As I am sure we all know, there was a tragic shooting in an elementary school up in Connecticut. This is not the first shooting in this country either — not at all. It seems like every week or so that there is a major shooting in the United States. Not all of them make national news, but they always make it to the local news. I have heard many different reactions to these tragedies, but I feel that I must address the typical reaction that I see from Christians, especially conservative ones.
I know this particular approach well because it is the view of my father. He feels that all of life’s evils can be solved by violence. He says we should bomb the Middle East, bomb China, reinforce Israel, and increase private ownership of guns. To put some icing on the cake, he also works for the Department of Homeland Security/Transportation Security Administration.
In addition to my father, a classmate of mine, who sits behind me in English, often talks about guns with another classmate of mine. He feels that all of these massacres could just be stopped if people carried guns. His logic is that if someone starts shooting, everyone else can just fire back and kill him. I am sure that we can all agree how flawed this logic is, but it nevertheless makes sense to him.
My father and classmate have a very little in common except for one thing — they both see themselves as Christians. Their logic, however, seems to directly contradict that of Jesus, yet they see themselves as Christians. I find this very problematic, yet it is a very common sentiment. Very many people in this country own guns, join the military, vote for war, and support groups like the National Rifle Association while still seeing themselves as Christian. There was even a church in Texas that was giving shooting lessons to “defend” against Mexican immigrants!
Can an authentic Christian believe in such things? Can an authentic Christian desire for more guns, warfare, and violence? I very strongly say, no; I very strongly feel that such people are not really following Christ. Jesus said and did many things in the three years he preached, and nonviolence was a big part of it:
Blessed are the merciful, for they shall obtain mercy. (Matt. 5:7)
Blessed are the peacemakers, for they shall be called sons of God. (Matt. 5:9)

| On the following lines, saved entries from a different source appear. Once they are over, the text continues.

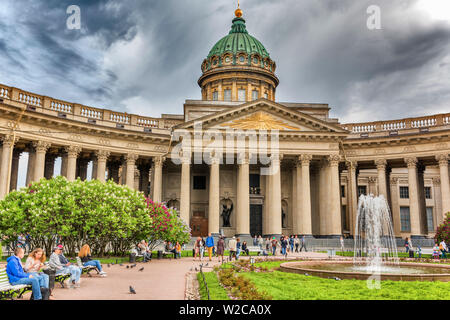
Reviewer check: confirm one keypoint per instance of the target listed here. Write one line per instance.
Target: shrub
(443, 231)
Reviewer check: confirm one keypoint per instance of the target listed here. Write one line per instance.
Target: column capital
(351, 165)
(131, 157)
(41, 146)
(9, 140)
(393, 181)
(442, 159)
(381, 164)
(304, 159)
(159, 161)
(102, 155)
(73, 151)
(333, 160)
(411, 162)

You have head that is was said, “An eye for an eye and a tooth for a tooth.” But I tell you not to resist an evil person. But whoever slaps you on your right cheek, turn the other to him also. (Matt. 5:38-39)

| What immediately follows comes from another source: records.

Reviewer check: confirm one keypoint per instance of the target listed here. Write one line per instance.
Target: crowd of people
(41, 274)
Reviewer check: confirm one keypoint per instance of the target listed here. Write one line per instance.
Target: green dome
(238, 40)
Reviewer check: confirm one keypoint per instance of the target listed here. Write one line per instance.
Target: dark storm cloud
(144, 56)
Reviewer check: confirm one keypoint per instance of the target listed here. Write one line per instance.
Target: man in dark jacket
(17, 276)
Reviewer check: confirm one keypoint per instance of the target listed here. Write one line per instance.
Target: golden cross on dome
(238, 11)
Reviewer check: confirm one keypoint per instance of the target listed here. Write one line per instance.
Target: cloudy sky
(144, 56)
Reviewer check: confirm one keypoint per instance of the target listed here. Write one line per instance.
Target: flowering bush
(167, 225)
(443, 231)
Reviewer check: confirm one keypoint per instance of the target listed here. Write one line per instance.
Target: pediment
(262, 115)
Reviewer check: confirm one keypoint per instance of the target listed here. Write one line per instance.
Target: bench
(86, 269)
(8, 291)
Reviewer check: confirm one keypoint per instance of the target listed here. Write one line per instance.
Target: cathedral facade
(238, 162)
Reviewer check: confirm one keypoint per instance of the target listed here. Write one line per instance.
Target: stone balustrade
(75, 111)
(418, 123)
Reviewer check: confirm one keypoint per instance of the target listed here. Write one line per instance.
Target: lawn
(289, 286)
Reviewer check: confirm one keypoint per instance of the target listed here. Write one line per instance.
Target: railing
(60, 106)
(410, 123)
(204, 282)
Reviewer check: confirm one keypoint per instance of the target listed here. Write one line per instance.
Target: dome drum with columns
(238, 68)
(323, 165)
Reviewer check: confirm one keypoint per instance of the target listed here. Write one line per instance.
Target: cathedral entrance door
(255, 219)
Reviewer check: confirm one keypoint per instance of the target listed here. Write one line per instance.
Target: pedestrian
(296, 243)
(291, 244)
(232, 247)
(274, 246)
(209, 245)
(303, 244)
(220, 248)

Put your sword in its place, for all who take the sword will perish by the sword. (Matt. 26:52)
This is only from one gospel and a few select passages at that, but I think it is enough to get the point across.
We are Christians, which means that we follow Christ. We do not follow Augustine who made up the “Just War” Theory; we do not follow the Old Testament kings and their genocidal campaigns; and we do not follow modern day politicians or theologians. As Christians, and as Anabaptists, our foundation is the Gospel. Sure, the other parts of Scripture and history are great and helpful, but they do not overrule our faith in Christ.
If we are going to follow Jesus, we must ask: did he mean it? Did he mean it when he said to love our enemies? Did he mean it when he said to lay down our swords? Did he mean it when he said that only the sinless can cast stones? Did Jesus mean it?